The resolution algorithm of whatever you are using looks in emailjs'package.json at the “module” property (rather than the “main” property.
Well the configuration is node js, contact-form.js was done with LitElement but I am trying to send data from a form through a method that I want to import from external file using commonJS but when I send the data and I am sending it to test.mjs or the same file but test.js does not work
No I mean this is a browser app. How are you using the library: it needs to either be bundled by a module bundler into one file (tool like Webpack, Rollup, ESBuild etc), or it needs to be an ES module.
The browser can’t import a library from node_modules, node_modules doesn’t exist
I don’t know how you’ve got things set up at the minute: how are you using lit-element?

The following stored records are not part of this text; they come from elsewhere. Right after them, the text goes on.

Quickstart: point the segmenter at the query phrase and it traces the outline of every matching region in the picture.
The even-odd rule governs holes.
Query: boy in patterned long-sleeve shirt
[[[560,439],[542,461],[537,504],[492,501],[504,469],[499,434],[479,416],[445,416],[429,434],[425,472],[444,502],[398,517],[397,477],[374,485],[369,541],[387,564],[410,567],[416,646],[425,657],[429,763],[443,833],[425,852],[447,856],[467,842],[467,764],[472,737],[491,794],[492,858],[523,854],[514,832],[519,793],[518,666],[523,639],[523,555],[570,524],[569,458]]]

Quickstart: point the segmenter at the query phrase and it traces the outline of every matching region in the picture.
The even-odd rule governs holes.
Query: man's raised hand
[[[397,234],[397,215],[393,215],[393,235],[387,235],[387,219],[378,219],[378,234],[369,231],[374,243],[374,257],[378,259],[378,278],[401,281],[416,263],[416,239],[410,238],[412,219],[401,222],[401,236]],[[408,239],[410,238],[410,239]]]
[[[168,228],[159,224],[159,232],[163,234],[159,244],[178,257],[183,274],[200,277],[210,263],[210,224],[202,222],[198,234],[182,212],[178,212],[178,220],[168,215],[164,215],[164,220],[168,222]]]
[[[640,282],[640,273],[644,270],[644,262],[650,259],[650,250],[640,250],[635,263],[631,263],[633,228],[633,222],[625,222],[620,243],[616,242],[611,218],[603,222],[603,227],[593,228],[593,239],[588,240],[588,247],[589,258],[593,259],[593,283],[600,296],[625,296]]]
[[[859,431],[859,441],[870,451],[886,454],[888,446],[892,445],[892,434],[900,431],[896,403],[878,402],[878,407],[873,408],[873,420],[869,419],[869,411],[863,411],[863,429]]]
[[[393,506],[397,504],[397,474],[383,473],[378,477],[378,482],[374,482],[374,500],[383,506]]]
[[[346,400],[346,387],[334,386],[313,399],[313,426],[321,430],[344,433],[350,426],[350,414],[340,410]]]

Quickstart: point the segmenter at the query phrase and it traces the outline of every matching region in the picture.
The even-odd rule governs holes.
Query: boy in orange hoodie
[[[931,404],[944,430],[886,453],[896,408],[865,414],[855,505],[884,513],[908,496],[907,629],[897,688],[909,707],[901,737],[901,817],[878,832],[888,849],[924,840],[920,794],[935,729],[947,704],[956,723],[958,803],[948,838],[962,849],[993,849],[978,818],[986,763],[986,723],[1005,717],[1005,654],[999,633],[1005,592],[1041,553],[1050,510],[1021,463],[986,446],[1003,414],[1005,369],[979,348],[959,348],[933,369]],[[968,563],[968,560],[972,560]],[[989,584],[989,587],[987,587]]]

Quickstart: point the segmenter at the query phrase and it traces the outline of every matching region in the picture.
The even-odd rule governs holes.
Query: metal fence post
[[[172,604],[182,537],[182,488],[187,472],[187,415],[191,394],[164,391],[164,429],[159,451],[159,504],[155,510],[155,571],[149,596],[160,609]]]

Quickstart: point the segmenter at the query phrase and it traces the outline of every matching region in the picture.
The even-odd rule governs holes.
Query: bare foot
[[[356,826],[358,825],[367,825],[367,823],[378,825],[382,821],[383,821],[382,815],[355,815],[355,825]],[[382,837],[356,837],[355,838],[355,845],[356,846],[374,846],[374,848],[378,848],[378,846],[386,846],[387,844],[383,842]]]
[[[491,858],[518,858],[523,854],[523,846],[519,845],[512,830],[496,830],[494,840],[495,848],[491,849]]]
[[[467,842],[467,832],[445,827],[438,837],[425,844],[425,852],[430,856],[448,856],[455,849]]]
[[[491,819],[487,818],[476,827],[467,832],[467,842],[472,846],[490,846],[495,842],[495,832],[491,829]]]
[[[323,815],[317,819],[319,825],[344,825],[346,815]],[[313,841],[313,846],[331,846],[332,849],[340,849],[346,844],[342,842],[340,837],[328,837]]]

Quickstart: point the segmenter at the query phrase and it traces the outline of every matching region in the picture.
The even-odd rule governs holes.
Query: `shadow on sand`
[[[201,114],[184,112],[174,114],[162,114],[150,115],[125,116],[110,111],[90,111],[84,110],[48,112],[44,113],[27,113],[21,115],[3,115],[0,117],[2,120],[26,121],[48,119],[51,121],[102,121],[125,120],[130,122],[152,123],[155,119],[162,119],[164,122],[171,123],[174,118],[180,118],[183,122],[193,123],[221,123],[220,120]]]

You can just import the library directly on the front end for now if you want:
Though going forward, it is probably easier to have all your JS bundled into a single file using something like Rollup, just using ES Modules isn’t the best experience at the minute
You’re dealing with two different things here: the bit of your app that the user interacts with is in the browser – you can’t use node libraries you’re using server-side there, the client code doesn’t have access to them. You have to treat any JS you use there as completely seperate. So you can’t import this stuff into the client code even if you sort out the import/export issue. You need something designed for the browser that you can import into your code that can interact with whatever you have built server-side
You effectively have two seperate applications: the one that runs on a server somewhere, the Node app, and the one that runs in a user’s browser, which is HTML/JS. The former may serve HTML pages to facilitate the latter, but the latter can’t use the same JS code. The only way they can talk is over HTTP, so maybe you have some routes defined in the Node app. The client sends a request to one of those URLs, the server responds with some HTML (or JSON or whatever). You may have them in the same folder on your computer, but when they run, they don’t really share anything. One is a client for the other
Yes, fs is a Node standard library module for dealing with the filesystem. It doesn’t exist in the browser. You can use a version of it built so that it works in browser, and import that in your client code, but 90% of it will be useless because you absolutely cannot get access to a file system inside the browser. So emailjs has that as a dependency: this is normal, and expected (it will probably use a load of other Node standard library modules as well): it’s a Node library, you can’t use it client-side.